Hamburg. Studie ermittelt zusätzlichen Mitarbeiterbedarf für den Hamburg-Takt. Personalkosten steigen jährlich um 55 Millionen Euro.

Wenn noch mehr Hamburger bis zum Jahr 2030 vom Auto auf den öffentlichen Nahverkehr umsteigen sollen, dann müssen Hochbahn, die Verkehrsbetriebe Hamburg-Holstein (VHH) und die S-Bahn-Hamburg in den nächsten Jahren personell aufrüsten. Doch noch ist nicht absehbar, woher Tausende zusätzliche Fahrer kommen sollen. Dieses Ergebnis zieht eine Studie von wmp Consult im Auftrag des Ver.di-Landesbezirks Hamburg und der Hamburger Friedrich-Ebert-Stiftung, die am Donnerstag offiziell vorgestellt wird.

Bereits 2018 hatte der Hamburger Senat eine Verkehrswende auf den Weg gebracht, die den ÖPNV deutlich ausbaut. Der Kern: Bis 2030 sollen alle Hamburger von jedem Ort der Stadt aus innerhalb von fünf Minuten ein öffentliches Nahverkehrsangebot erreichen können. Das ist der sogenannte Hamburg-Takt. Damit sollen innerhalb eines Jahrzehnts 50 Prozent mehr Fahrgäste für den öffentlichen Nahverkehr gewonnen werden und so der Anteil des ÖPNV am Gesamtverkehr von heute 22 Prozent auf 30 Prozent bis 2030 erhöht werden. Neue S-Bahnen und Busse sind zum Teil schon bestellt – doch was ist mit den Fahrern und Fahrerinnen?

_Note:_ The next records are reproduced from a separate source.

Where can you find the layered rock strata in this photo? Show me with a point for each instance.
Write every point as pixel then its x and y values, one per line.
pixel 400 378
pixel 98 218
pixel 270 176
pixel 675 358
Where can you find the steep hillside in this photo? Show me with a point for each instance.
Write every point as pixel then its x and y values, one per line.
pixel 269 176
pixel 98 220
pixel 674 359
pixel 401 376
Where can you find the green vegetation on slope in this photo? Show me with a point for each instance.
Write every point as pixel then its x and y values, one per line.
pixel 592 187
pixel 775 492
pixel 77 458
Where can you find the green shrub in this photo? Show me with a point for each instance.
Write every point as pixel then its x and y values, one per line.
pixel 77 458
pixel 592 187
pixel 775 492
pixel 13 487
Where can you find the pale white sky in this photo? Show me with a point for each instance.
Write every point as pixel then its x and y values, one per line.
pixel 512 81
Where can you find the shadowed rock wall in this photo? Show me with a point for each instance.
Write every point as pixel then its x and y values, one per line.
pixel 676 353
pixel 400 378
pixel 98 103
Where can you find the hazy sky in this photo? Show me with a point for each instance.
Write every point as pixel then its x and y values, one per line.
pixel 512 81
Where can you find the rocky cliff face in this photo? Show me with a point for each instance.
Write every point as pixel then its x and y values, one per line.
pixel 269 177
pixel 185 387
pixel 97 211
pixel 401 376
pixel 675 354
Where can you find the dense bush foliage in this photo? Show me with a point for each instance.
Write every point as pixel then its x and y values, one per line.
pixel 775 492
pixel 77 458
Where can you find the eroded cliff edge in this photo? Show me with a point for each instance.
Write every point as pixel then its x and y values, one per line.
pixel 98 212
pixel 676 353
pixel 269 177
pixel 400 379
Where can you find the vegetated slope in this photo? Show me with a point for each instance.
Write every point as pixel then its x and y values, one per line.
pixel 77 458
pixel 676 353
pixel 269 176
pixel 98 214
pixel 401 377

Verkehr Hamburg: Hochbahn, VHH und S-Bahn Hamburg suchen Mitarbeiter

Bei den drei größten Hamburger Nahverkehrsunternehmen Hochbahn, VHH und S-Bahn Hamburg arbeiten zusammengerechnet aktuell rund 10.000 Beschäftigte. Dieser Personalbestand muss um rund 43 Prozent aufgestockt werden. Insgesamt sind 4260 zusätzliche Fahrer innerhalb eines Jahrzehnts nötig. Zu diesem Ergebnis kommt die wmp-Consult-Studie, wenn man den Erweiterungsbedarf und den Ersatzbedarf für ausscheidende Mitarbeiter zusammenrechnet. „Themen der Personalgewinnung, Finanzierung steigender Personalkosten und Gewährleistung guter Arbeit in den Hamburger Nahverkehrsunternehmen sind bisher kein Bestandteil der Diskussion über den Hamburg-Takt“, sagt Dietmar Molthagen von der Hamburger Friedrich-Ebert-Stiftung. Das müsse sich angesichts der hohen Bedeutung der Beschäftigten für das Gelingen des Hamburg-Takts ändern.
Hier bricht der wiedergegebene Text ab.